By Larry S. Logsdon

Specifications in Subcontract Control Over Those in Prime Contract

Peachstate Roofing, Inc., v. Kirlin Builders, LLC 2018 WL 3097326 (M.D. Ala. June 22, 2018).

The court considered a dispute between a roofing subcontractor and general contractor and conflicting contractual provisions in their subcontract and the prime contract. In play was a subcontract “flow down” provision saying the sub­contractor would be bound to the general contractor to the extent the general contractor was bound to the owner in the prime contract.

Also pertinent was subcontract provision saying that its terms would govern any inconsistent provisions between the sub­contract and prime contract. The court, relying on this inconsistent provisions clause, found that the subcontractor was not bound to follow certain roofing specification requirements that were undisputedly contained in the prime contract because they were not included in its subcontract.

The court also found that the general contractor was being informed throughout the project by the owner of issues with the roofing subcontractor’s work but failed to pass those owner concerns down to the subcontractor. In failing to do so, the court found that the general contractor violated an implied covenant to work in good faith with its roofing subcontractor.


Surety Entitled to Rely on “Pay if Paid” Clause in Subcontract

Keller Construction Company of NW Florida, Inc. v. Hartford Fire Insurance Company, 2018WL 5306918 (Ala. Civ. App. Oct. 26, 2018).
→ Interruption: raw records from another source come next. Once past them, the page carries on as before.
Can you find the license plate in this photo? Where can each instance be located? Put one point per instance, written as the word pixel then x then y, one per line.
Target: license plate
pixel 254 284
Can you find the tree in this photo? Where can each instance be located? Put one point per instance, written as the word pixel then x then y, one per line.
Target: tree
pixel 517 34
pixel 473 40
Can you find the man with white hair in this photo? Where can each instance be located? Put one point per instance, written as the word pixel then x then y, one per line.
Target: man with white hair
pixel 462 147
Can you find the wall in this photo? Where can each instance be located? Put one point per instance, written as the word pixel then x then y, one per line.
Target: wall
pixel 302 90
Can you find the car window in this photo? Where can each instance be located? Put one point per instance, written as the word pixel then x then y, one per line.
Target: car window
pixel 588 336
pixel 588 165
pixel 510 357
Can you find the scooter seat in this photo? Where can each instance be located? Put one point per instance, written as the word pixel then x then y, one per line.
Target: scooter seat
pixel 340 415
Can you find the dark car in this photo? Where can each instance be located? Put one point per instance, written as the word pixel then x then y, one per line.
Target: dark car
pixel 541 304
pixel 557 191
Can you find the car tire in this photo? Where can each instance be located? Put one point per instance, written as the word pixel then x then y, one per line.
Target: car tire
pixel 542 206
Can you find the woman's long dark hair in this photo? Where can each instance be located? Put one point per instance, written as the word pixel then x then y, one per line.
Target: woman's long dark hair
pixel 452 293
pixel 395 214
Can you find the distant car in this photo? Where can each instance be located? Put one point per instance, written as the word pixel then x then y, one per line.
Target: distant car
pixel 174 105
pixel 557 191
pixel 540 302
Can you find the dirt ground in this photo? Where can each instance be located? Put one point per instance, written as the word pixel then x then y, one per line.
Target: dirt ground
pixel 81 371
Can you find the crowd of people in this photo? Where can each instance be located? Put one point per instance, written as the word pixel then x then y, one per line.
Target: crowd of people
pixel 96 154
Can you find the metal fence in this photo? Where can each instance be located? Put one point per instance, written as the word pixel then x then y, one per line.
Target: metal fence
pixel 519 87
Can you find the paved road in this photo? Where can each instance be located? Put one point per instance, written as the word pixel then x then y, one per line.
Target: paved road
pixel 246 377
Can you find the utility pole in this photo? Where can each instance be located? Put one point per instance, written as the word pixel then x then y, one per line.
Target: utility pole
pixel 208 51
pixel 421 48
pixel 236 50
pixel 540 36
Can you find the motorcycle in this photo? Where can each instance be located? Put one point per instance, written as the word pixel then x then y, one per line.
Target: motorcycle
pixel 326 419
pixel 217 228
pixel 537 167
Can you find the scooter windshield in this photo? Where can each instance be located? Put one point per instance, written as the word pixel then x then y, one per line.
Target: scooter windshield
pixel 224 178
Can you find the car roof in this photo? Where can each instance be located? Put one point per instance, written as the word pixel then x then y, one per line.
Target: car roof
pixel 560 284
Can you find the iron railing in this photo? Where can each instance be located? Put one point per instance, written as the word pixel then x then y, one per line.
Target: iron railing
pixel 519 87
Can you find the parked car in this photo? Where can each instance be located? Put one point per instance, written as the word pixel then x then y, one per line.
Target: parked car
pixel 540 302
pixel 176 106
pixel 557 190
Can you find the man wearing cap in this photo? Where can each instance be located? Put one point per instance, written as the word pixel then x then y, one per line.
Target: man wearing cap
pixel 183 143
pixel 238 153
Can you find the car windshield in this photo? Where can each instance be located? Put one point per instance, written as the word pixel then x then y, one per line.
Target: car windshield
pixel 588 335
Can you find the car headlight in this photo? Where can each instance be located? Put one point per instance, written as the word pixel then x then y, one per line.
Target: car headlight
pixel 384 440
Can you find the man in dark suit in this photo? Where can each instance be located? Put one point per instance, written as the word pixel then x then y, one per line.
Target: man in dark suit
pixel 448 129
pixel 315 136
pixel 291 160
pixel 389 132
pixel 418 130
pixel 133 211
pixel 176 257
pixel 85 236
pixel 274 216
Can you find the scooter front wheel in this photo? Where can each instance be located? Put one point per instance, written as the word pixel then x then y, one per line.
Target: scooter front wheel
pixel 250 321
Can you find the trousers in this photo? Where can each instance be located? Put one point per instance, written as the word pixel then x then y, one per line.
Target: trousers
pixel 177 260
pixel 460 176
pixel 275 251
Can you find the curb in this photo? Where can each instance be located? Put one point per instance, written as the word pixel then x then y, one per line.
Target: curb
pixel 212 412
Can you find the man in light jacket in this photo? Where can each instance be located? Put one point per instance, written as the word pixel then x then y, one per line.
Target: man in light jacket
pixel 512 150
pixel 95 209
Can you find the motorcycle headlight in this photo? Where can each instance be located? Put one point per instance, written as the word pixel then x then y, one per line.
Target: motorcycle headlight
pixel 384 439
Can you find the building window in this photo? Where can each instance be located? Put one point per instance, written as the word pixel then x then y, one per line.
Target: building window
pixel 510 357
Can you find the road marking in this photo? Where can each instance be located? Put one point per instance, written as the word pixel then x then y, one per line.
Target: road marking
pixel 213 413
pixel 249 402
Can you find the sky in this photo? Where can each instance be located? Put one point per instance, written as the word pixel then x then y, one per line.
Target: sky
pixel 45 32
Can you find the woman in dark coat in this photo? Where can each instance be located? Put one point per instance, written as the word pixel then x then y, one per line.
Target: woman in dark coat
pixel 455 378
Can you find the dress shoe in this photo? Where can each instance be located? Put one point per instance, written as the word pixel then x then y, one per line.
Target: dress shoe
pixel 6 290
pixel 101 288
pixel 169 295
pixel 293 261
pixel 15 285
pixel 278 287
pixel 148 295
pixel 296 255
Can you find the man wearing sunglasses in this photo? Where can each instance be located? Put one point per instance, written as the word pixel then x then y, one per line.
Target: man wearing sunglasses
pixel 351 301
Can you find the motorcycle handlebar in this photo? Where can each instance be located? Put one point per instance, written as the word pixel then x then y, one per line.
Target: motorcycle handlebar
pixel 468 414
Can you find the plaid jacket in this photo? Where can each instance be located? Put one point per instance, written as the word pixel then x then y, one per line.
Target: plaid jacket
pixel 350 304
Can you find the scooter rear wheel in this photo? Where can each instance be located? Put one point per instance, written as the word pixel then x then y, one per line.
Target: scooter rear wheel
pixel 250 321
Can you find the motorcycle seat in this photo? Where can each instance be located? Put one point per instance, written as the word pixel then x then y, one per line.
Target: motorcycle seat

The court considered a subcontractor’s claim that it should be entitled to recovery for retainage and extra work from a general contractor’s surety bond. In response, the surety argued that the subcontractor’s recovery should be denied because the subcontract contained a “pay if paid” clause and the owner had not paid the general contractor.

The court sided with the surety and found that the surety could rely on the subcontract’s “pay if paid” clause because owner payment to the general contractor was a condition precedent to entitlement to payment to the subcontractor. The court found it persuasive that wording in the subcontract stated that the surety was a “third-party beneficiary” of the “pay if paid” clause in the subcontract and that the surety was entitled to a assert the “pay if paid” clause in the subcontract as a defense.


Location of Arbitration Proceeding Determined by Court

Alliance Investment Co, LLC v. Omni Co., Inc., 2019 WL 1219416 (Ala. Mar. 15, 2019).

The Alabama Supreme Court determined that the location of an arbitration preceding involving claims between a contractor and subcontractor should be determined by the arbitrator and not the court. In making this determination the court considered a subcon­tract that clearly found that claims would be resolved in arbitration but had one provision saying the proceed­ings would take place in Alabama while another said Ohio.

In reaching its conclusion, the Alabama Supreme Court overturned a lower court’s ruling finding that the proceedings should take place in Ohio and determined that this arbitrat­ion location decision could only be made by the arbitrator and not the court.


Subcontractor’s Payment Bond Suit Must Be Resolved in the Location of the Project

Ex Parte Consolidated Pipe and Supply Co., Inc. v. The Ohio Casualty Insurance Company, 256 So. 3d 1267 (Ala. 2018).

The court found that the only location for a lawsuit by a subcontractor against a general contractor’s payment bond was in the county in which the project was located. In this case there was a question as to whether or not a lawsuit could take place in the location of the project or where the general contractor’s business was located. The court found that the performance bond con­tained a clause saying that suit should take place in a court in the same county where the project was located. The court enforced that clause and found that “forum selection” clauses such as this should be enforced as long as they are reasonable.